Antibiotic Selection Neonates:
-Empirical coverage for GBS, E
-coli, Listeria, and other Gram-negative bacteria
-Common choices: Ampicillin plus Gentamicin or Cefotaxime
-Consider coverage for atypical pathogens if suspected
-Duration typically 7-10 days for uncomplicated bacterial pneumonia, longer for sepsis or empyema.
Antibiotic Selection Infants Under 5 Years:
-Viral pneumonia: supportive care, no antibiotics unless secondary bacterial infection suspected
-Bacterial pneumonia: Empiric coverage for Streptococcus pneumoniae and Haemophilus influenzae
-Amoxicillin (high dose) or Amoxicillin-clavulanate orally for mild-moderate CAP
-For hospitalized or severe cases: IV Ceftriaxone or Cefotaxime
-Consider Azithromycin for suspected atypical pathogens if persistent symptoms.
Antibiotic Selection Older Children:
-Bacterial pneumonia: Amoxicillin (high dose) is first-line for suspected S
-pneumoniae
-If Mycoplasma or Chlamydia suspected (often in school-aged children and adolescents), Macrolides (Azithromycin) or Doxycycline (for children >8 years)
-For severe CAP requiring hospitalization: IV Ceftriaxone or Cefotaxime, potentially adding a Macrolide if atypical pathogens are suspected.

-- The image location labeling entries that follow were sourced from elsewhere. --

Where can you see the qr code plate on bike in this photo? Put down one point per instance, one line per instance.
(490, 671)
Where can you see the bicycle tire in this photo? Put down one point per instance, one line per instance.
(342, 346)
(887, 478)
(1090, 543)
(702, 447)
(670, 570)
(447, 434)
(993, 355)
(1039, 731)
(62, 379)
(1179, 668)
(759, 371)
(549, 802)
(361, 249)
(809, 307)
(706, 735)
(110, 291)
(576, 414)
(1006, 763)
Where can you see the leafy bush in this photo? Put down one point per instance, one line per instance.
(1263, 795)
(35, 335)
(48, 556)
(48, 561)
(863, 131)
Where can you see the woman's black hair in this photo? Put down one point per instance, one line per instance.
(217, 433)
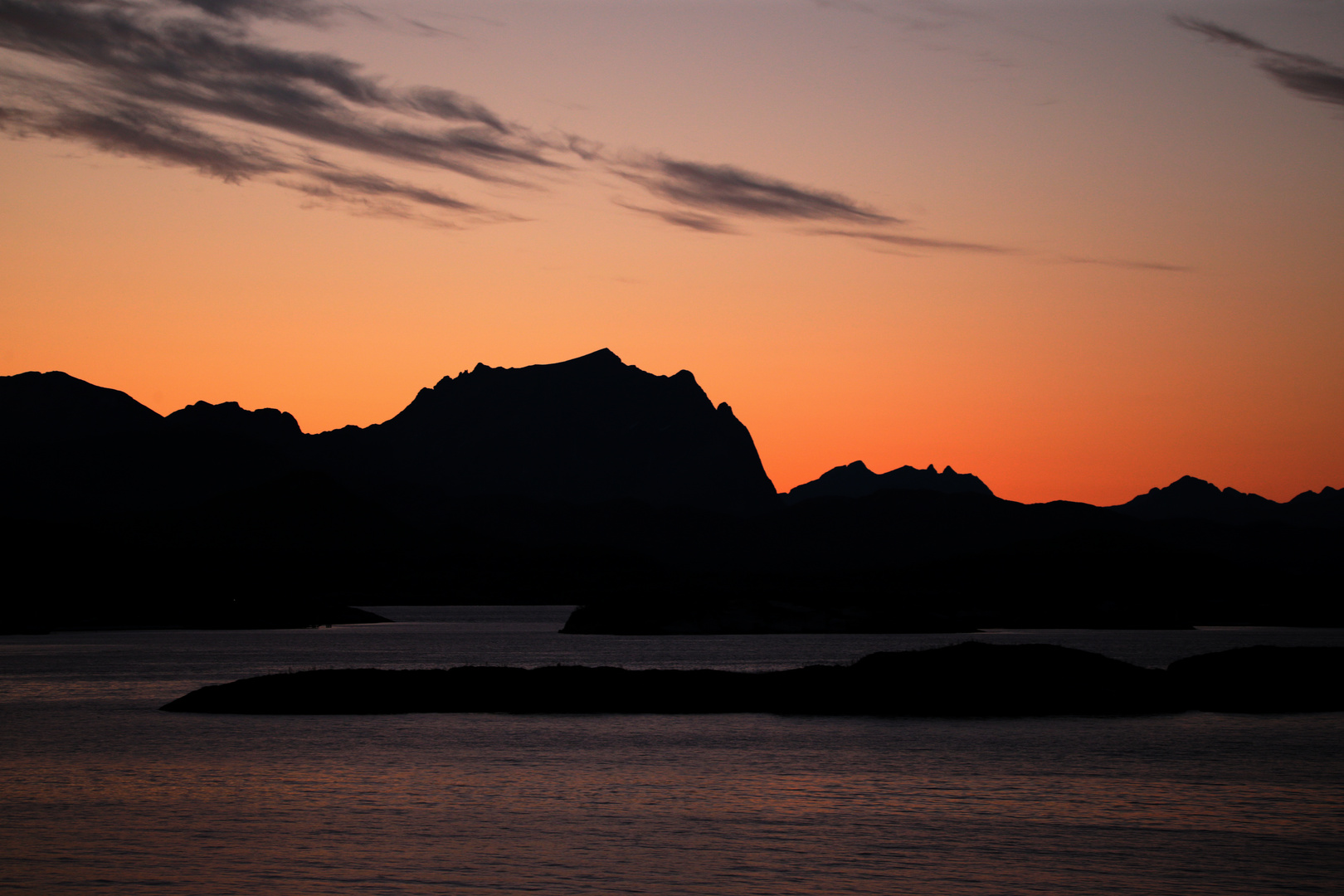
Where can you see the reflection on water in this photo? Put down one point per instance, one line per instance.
(104, 794)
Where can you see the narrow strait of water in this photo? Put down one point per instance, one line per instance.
(100, 793)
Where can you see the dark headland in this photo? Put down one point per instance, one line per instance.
(971, 679)
(593, 483)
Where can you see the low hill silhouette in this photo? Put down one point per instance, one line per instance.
(597, 484)
(856, 480)
(971, 679)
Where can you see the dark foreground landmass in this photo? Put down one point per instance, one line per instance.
(971, 679)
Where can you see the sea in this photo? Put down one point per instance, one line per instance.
(102, 793)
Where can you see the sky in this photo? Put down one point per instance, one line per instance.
(1079, 249)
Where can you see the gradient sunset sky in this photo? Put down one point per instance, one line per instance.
(1075, 247)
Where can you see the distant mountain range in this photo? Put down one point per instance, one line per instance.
(593, 483)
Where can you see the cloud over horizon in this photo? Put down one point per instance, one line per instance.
(145, 80)
(190, 84)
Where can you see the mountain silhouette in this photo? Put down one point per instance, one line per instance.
(592, 429)
(41, 409)
(596, 484)
(229, 418)
(856, 480)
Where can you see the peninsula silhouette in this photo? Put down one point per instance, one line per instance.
(971, 679)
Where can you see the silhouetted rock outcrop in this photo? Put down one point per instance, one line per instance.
(229, 418)
(585, 430)
(964, 680)
(1199, 500)
(856, 480)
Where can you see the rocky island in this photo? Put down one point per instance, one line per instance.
(971, 679)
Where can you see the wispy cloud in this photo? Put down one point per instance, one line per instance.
(918, 242)
(728, 190)
(167, 80)
(1301, 74)
(691, 221)
(1124, 262)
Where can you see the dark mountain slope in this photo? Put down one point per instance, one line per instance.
(585, 430)
(856, 480)
(42, 409)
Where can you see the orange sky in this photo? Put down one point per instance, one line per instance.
(1075, 249)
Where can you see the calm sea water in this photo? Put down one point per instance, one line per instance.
(101, 793)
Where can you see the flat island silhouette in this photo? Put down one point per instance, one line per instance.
(593, 483)
(971, 679)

Antibiotic Dosing Examples

Amoxicillin High Dose: 80-90 mg/kg/day divided into two doses, max 2000 mg/day.
Amoxicillin Clavulanate: 90 mg/kg/day of amoxicillin component, divided into two doses.
Ceftriaxone: 100 mg/kg/day intravenously once daily (max 2 g/day) for moderate-severe CAP.
Azithromycin: 10 mg/kg on day 1, then 5 mg/kg/day for days 2-5 (total 5 days course) for suspected atypical pathogens.
Doxycycline Children Over 8 Years: 4 mg/kg/day divided into two doses (max 200 mg/day) for atypical pathogens.

Complications

Early Complications:
-Parapneumonic effusion
-Empyema (pus in pleural space)
-Lung abscess
-Bacteremia and sepsis
-Respiratory failure requiring mechanical ventilation
-Necrotizing pneumonia.
Late Complications:
-Bronchiectasis
-Persistent lung infiltrates
-Pleural thickening.
Prevention Strategies:
-Vaccination (Pneumococcal conjugate vaccine - PCV, Haemophilus influenzae type b - Hib, Influenza vaccine)
-Early recognition and prompt treatment of CAP
-Good hygiene practices
-Avoidance of indoor air pollution.

Prognosis

Factors Affecting Prognosis:
-Age (neonates and very young infants have worse prognosis)
-Causative pathogen
-Severity of illness at presentation
-Presence of comorbidities
-Timeliness and appropriateness of treatment
-Development of complications.
Outcomes:
-With prompt and appropriate treatment, most children with CAP recover fully
-Mortality rates for CAP have significantly decreased due to antibiotics and supportive care, but remain high in low-resource settings
-Severe CAP and its complications carry a significant risk of morbidity and mortality.
Follow Up:
-Children with uncomplicated CAP usually do not require specific follow-up beyond ensuring clinical resolution
-Children hospitalized for severe CAP, those with complications (e.g., empyema), or those with underlying chronic conditions may benefit from follow-up chest X-rays and clinical assessment to ensure complete recovery and detect sequelae.

Key Points

Exam Focus:
-Differentiating bacterial vs
-viral pneumonia
-Understanding age-based etiologies and antibiotic choices
-Recognizing signs of severe pneumonia and indications for hospitalization
-Management of parapneumonic effusion and empyema
-Role of imaging in diagnosis and management.
Clinical Pearls:
-Always consider atypical pathogens in school-aged children and adolescents
-High-dose amoxicillin is a cornerstone for outpatient bacterial CAP in children >3 months
-IV Ceftriaxone is a common and effective choice for hospitalized patients
-Fever alone does not indicate bacterial etiology
-focus on respiratory distress and clinical signs
-Consider viral pneumonia management if clinically suggested and bacterial infection is less likely.
Common Mistakes:
-Underestimating severity in young infants
-Inadequate antibiotic dosing or duration
-Prescribing antibiotics for viral pneumonia
-Failing to consider atypical pathogens in older children
-Not pursuing investigations for complications like effusion or empyema
-Reliance solely on fever or cough without assessing respiratory status.